For the TV series I looked at, the pattern looks very similar to the previous two movies. The book Normal People had already appeared briefly on the Best Sellers list, but reappeared after the initial release of the popular HBO series for slightly longer. The same is true for both The Outsider and The Handmaid’s Tale. Although The Handmaid’s Tale was initially published in 1985, it reappeared briefly in the list following the release of the third season of the HBO series. The Outsider was initially published in 2018, and it’s series adaptation release in early 2020 cause a short boost in popularity also.

This was a fun little post, I hope this little tutorial on the practical implementation of an API call was useful. If you want to explore other lists other than the “Combined Print and E-Book Fiction” list, the code below shows how you can download all lists available in the API using a similar approach as above.

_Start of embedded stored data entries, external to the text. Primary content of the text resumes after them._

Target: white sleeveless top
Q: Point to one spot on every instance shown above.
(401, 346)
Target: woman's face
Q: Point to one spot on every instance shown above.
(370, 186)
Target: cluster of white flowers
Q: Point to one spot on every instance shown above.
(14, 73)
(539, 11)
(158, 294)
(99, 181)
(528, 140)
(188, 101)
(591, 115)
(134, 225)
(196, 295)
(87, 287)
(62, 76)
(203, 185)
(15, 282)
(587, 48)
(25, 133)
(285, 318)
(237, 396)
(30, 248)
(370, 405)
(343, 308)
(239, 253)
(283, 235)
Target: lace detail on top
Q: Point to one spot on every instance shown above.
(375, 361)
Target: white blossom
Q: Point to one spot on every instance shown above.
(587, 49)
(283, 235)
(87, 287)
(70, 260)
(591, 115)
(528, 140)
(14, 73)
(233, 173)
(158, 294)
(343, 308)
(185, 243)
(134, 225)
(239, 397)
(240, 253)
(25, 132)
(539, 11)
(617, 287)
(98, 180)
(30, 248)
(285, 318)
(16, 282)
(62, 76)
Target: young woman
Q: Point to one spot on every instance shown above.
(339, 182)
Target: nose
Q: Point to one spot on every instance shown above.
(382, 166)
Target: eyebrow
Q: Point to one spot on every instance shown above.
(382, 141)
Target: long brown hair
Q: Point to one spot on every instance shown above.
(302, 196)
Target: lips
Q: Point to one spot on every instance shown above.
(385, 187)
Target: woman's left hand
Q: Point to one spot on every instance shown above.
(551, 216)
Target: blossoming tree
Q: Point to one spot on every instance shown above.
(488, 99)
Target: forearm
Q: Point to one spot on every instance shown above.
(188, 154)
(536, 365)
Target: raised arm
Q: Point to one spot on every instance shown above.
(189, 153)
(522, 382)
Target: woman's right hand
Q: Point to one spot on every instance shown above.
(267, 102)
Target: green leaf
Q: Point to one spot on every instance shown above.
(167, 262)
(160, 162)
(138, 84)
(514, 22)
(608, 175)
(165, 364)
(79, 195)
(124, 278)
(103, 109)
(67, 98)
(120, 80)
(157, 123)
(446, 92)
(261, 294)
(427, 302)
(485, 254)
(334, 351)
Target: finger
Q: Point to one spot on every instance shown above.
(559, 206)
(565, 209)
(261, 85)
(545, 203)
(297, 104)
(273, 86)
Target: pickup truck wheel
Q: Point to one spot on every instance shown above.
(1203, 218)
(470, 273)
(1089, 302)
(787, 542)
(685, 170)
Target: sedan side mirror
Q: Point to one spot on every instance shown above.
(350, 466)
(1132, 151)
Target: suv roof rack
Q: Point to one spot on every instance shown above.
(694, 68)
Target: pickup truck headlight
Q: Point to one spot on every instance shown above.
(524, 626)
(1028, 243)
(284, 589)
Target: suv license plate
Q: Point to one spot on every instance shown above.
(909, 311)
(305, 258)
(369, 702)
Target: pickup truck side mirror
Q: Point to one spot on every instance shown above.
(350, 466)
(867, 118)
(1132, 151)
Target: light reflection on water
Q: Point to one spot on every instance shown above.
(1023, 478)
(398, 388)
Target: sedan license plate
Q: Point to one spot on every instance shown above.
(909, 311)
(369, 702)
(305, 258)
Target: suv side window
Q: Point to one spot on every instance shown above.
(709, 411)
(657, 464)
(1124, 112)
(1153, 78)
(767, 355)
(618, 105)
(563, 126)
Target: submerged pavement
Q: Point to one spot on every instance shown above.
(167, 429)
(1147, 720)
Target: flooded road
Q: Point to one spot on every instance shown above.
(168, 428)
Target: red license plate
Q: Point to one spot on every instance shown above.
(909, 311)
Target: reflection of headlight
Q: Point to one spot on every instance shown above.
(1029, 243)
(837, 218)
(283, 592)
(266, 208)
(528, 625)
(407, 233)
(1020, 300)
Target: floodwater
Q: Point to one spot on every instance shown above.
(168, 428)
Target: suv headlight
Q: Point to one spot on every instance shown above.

Code to download a list of all lists available in the NYT API
def get_nyt_lists(save=True, return_df=False):
  """
  Get an overview of all best-seller lists
  """

  response = requests.get(
    f"https://api.nytimes.com/svc/books/v3/lists/names.json?api-key={_get_api_key()}"
  )
  json_raw = response.json()
  list_names = json_raw["results"]
  df_names = pd.DataFrame().from_dict(list_names)

  if save:
    df_names.to_csv(f"./data/nyt_all_lists.csv", index=False)
    
  if return_df:
    return df_names

get_nyt_lists()

If you wish to explore other APIs, there’s a ton of public APIs that you can explore using the approach discussed here. Thanks for reading, and thanks sticking all the way through! Happy coding!